Superar estas tentaciones no es sencillo pero es posible si permanecéis injertadas y arraigadas en Cristo como el sarmiento a la vid. Cuanto más enraizadas estéis en El, el Esposo, más vivas estaréis y más fecundas seréis. La calidad de vuestra consagración depende de cómo sea la calidad y profundidad de vuestra vida espiritual.

Hermanas, concluyo regalándoos un doble subrayado: por favor, ¡vivid de verdad la fraternidad! Esta casa, donde hay tantas hermanas enfermas, será un cielo o un infierno, dependiendo de vosotras. Y, en segundo lugar, además de la necesaria dedicación a las hermanas más mayores y enfermas, no descuidéis vuestra formación unida a vuestra oración. Porque no basta saber cosas de Dios; hay que tener experiencia de Dios. Tenéis el lujo de un maestro como  capellán: el Padre Carlos. Aprovecharos de sus enseñanzas y de sus buenos consejos. Y, tenéis el apoyo de las dos hermanas profesas que han venido como refuerzo. ¡Gracias, madres Presidenta y Priora, por vuestra generosidad! ¡Es una apuesta por el futuro de este monasterio!…

Estamos celebrando el Año jubilar de Santa Teresa. Ella nos enseña, con su ejemplo y con su magisterio, en qué cosiste el arte de vivir, a saber: en conocer a Jesucristo, que es el sentido y la felicidad más plenos de nuestras vidas. Si se desconoce este arte de vivir, todo lo demás ya no funciona. ¡Caminemos, como ella, con determinación y valentía!

Gracias a todos los presentes, muy especialmente a los padrinos y fieles de esta parroquia, por vuestra oración, vuestro cariño a este monasterio y vuestra impagable ayuda. Que el Señor os compense lo que, humanamente, ni sabemos ni podemos. Gracias, como no, a D. Andrés, párroco, a D. Carlos, Capellán, y a todos los sacerdotes que, con tanto mimo y esmero, atendéis a esta comunidad. Gracias, finalmente, a la Coral por vuestra participación, contribuyendo a que esta celebración sea aún más solemne, si cabe.

Nada más.

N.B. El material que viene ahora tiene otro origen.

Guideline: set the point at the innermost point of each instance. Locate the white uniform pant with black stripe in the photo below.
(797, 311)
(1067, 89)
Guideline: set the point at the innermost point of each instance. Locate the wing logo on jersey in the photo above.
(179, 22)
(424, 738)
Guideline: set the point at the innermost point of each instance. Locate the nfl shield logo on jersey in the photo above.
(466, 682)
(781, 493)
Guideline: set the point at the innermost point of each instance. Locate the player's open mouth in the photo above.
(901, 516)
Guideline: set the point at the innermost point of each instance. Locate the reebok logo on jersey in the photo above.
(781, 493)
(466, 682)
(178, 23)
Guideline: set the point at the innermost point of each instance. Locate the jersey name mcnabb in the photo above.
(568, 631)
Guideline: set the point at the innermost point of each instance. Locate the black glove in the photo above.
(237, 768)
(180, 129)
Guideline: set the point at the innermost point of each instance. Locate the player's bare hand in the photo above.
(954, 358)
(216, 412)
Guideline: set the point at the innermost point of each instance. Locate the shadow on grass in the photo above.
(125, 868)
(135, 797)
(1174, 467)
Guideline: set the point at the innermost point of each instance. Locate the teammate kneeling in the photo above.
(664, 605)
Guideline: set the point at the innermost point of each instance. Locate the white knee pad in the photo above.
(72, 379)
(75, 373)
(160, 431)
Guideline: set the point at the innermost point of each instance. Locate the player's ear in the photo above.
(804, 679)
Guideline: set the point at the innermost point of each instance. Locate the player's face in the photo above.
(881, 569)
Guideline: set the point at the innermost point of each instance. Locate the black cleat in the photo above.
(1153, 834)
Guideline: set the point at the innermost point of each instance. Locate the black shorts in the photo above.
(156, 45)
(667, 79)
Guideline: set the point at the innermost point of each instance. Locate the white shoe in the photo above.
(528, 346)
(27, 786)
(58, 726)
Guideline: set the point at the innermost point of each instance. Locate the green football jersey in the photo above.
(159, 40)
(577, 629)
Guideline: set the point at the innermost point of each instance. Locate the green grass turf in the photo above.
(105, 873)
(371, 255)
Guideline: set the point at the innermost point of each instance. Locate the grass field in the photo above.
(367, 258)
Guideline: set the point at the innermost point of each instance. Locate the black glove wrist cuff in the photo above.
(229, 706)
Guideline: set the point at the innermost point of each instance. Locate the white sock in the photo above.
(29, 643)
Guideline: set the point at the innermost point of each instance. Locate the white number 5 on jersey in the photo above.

Continuamos la celebración pidiendo a la Virgen María, la Madre de las Consagradas y a todos los santos a los que nos encomendaremos, que, por medio del Espíritu Santo, la hermosa obra que Dios ha comenzado en vosotras, Él mismo la lleve a feliz y pleno término; y que os conceda siempre vivir en los frutos que regala ese mismo Espíritu, para el bien de esta comunidad y de toda la Iglesia: “Amor, alegría, paz, paciencia, afabilidad, bondad, lealtad, modestia, dominio de vosotras mismos y valentía para ser profetas del Evangelio” (Gal 5). Así sea.